Monday, June 28, 2010

Dembski haplessly admits to plagiarism?

In “Efficient Per Query Information Extraction from a Hamming Oracle” Winston Ewert, George Montañez, William A. Dembski, Robert J. Marks II do not cite the sources of the algorithms they analyze. Yet Dembski trumpeted at Uncommon Descent, “New Peer-Reviewed ID Paper — Deconstructing the Dawkins WEASEL.”

The algorithms (A) and (B) are implemented, respectively, by the programs WEASEL1 and WEASEL2 that Dembski said were supplied to him by the pseudonymous “Oxfordensis.” Dembski announced, “[W]e shall… henceforward treat the programs below as the originals,” i.e., as those used by Richard Dawkins. Any way you slice it, the programs and the algorithms they implement are due to someone other than Ewert et alia.

If you abstract an algorithm from a program, you are ethically obligated to cite the program, just as you are ethically obligated to cite a book from which you get an idea, even if you do not copy words from the book. Algorithms are intellectual property, and are in fact patentable.

Has Dembski not tagged himself and his colleagues as plagiarists?


  1. This comment has been removed by a blog administrator.

  2. That's a bit of a leap in logic. Sure they said that they'd consider Oxfordensis' code as the best representation of Dawkins' original algorithm, but that doesn't preclude Ewert et alia from independently devising an improved and original representation of the algorithm.

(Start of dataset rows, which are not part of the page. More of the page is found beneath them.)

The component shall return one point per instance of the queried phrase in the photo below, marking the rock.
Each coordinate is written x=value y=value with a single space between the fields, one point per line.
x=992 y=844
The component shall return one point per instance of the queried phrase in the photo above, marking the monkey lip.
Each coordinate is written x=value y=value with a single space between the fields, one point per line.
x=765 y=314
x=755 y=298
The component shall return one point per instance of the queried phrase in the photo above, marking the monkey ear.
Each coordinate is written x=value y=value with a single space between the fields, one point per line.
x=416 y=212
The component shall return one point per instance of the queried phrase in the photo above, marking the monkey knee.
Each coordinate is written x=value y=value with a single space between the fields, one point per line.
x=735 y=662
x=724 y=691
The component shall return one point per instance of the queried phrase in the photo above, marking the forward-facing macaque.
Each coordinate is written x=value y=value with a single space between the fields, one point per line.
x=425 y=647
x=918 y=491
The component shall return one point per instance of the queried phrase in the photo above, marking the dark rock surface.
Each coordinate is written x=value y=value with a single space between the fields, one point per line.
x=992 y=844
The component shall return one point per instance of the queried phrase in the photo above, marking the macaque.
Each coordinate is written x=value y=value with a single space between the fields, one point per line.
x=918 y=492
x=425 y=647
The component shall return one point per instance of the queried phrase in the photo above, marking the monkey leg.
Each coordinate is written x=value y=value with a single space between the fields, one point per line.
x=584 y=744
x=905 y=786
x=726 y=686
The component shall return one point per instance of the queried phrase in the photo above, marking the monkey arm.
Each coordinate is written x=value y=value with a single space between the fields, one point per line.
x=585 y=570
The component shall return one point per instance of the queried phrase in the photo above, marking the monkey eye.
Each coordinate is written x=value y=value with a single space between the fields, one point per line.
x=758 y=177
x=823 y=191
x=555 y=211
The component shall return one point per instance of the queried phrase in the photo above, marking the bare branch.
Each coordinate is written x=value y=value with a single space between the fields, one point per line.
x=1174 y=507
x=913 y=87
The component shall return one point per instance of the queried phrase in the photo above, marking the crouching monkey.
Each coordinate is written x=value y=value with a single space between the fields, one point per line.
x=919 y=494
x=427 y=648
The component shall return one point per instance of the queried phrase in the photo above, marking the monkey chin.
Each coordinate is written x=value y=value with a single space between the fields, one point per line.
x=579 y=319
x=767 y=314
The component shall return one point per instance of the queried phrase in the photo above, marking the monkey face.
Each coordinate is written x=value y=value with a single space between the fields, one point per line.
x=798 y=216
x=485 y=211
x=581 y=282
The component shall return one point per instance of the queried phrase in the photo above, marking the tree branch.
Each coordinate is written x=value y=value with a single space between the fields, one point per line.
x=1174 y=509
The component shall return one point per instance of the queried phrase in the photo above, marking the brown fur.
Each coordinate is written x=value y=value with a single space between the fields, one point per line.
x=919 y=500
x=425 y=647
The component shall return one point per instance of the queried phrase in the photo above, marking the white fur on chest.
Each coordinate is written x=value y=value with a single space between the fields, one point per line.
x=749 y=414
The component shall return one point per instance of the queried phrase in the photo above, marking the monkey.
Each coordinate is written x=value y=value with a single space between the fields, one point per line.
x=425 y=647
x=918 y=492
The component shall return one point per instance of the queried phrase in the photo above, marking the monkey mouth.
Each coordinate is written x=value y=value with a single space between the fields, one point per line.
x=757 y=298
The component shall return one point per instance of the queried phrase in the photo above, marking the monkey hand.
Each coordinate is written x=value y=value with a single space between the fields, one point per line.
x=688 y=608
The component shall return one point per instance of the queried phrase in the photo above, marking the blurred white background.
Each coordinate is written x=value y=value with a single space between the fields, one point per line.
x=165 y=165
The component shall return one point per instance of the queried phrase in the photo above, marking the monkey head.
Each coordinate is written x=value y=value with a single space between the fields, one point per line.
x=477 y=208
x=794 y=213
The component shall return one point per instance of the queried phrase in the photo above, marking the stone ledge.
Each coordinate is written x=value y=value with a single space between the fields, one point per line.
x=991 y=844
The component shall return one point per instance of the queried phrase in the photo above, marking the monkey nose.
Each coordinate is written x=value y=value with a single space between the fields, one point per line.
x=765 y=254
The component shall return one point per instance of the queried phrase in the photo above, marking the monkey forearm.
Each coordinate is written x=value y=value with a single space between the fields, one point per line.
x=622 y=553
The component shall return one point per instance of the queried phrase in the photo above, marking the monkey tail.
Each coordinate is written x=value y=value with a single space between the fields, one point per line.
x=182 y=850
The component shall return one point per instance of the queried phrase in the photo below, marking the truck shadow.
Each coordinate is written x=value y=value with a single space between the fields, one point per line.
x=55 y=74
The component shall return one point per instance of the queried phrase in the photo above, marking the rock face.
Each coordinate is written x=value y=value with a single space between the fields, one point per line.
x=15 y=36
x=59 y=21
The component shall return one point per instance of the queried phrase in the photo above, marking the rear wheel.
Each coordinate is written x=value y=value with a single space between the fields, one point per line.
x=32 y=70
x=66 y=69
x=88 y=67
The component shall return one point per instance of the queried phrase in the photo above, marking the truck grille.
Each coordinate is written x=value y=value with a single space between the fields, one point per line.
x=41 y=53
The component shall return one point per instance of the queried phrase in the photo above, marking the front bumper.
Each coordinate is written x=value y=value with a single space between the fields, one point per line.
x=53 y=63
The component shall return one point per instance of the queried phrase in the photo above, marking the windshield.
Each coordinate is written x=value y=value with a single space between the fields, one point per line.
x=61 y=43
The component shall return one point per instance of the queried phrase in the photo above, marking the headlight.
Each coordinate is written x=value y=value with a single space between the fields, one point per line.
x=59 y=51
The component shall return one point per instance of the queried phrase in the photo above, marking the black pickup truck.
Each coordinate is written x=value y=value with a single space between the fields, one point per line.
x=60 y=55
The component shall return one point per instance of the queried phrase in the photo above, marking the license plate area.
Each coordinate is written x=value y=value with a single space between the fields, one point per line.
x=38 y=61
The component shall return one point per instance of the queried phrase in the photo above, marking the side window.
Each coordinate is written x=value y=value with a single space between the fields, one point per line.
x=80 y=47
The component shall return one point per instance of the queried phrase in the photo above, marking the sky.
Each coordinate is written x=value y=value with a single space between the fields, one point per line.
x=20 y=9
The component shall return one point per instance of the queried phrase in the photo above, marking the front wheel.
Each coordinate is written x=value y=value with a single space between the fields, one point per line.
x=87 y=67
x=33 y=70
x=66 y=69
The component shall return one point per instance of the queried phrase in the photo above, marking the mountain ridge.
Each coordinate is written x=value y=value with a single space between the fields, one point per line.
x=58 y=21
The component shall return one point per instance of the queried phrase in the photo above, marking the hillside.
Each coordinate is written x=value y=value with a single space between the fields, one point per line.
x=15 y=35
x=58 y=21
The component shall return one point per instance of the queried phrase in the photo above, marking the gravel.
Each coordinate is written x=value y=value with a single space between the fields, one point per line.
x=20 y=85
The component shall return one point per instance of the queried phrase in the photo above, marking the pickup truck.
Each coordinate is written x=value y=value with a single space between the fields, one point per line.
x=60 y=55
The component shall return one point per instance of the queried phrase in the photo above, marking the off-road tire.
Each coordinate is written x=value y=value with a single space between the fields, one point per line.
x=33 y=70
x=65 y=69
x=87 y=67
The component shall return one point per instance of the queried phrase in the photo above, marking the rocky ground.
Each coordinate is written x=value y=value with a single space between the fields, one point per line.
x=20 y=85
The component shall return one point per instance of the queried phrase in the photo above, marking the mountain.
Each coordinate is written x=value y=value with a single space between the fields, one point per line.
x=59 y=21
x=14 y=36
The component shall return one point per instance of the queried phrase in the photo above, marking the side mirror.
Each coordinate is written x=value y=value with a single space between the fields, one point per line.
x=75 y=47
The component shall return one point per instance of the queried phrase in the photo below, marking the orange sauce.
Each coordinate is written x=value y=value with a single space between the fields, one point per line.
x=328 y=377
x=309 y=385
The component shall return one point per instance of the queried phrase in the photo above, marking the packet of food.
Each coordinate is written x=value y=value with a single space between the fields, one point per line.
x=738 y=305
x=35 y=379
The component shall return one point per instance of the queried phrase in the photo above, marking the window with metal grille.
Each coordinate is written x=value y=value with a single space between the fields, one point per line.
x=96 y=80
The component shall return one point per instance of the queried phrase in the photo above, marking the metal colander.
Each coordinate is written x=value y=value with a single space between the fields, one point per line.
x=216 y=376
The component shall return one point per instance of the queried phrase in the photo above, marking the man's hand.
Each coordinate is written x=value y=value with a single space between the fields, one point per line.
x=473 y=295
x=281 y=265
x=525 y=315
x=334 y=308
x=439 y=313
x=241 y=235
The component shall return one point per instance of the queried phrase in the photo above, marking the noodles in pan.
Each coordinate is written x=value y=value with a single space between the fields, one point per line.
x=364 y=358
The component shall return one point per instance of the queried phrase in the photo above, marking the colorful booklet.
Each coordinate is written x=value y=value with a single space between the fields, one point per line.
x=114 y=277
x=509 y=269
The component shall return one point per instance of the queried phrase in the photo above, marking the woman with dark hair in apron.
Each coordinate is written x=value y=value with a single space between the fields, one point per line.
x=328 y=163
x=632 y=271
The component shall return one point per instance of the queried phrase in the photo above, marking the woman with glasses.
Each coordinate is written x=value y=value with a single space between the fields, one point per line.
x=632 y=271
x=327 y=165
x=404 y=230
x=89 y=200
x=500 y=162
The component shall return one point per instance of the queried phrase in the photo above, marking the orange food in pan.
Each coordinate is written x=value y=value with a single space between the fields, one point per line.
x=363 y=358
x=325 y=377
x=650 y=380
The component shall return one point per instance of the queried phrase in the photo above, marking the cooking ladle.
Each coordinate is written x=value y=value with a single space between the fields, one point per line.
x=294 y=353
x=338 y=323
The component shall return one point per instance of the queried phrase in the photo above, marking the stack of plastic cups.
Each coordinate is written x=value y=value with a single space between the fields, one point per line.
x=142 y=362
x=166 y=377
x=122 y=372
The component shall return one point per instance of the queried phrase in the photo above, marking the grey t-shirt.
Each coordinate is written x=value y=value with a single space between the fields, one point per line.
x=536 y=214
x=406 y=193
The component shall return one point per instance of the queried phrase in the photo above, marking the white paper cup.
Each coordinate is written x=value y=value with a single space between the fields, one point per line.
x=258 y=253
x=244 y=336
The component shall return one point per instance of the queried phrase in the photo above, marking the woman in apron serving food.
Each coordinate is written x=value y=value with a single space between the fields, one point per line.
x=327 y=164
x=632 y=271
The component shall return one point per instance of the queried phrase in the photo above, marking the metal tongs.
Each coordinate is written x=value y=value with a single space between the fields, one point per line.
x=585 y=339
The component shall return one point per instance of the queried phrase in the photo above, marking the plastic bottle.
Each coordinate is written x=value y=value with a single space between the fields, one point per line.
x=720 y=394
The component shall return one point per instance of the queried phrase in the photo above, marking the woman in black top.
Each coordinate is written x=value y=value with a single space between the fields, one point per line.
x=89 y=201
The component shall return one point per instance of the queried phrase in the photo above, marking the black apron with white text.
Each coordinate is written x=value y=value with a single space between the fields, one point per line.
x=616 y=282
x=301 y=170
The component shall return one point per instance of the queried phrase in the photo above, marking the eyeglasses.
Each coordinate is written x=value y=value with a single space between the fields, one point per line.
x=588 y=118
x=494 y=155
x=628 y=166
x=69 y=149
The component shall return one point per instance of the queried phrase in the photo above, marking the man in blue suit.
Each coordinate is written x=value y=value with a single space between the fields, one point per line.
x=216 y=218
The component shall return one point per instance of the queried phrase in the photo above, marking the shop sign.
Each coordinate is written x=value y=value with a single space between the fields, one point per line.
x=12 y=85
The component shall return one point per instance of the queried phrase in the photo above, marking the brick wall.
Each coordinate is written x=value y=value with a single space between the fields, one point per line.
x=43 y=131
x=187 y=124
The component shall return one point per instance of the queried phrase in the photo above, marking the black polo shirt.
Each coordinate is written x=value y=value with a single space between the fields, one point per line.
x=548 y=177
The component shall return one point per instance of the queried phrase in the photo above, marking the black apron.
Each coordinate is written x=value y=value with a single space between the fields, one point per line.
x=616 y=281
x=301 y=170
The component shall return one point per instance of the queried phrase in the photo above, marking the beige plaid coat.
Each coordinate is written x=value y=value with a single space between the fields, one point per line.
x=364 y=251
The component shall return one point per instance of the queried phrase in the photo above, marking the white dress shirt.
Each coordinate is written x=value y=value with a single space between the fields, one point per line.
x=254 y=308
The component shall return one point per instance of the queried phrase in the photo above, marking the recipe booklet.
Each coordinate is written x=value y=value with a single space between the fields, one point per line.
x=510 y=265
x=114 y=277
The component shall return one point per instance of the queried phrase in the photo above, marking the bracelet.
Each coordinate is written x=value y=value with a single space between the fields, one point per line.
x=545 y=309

    Your argument was plausible until you said "No matter how you slice it"....

  3. david,

    There is no originality of any sort. (A) and (B) are precisely the idiosyncratic algorithms implemented by the programs that Dembski dubbed WEASEL1 and WEASEL2, respectively. The reason these algorithms are not studied in evolutionary computation is that they are, in a word, stupid.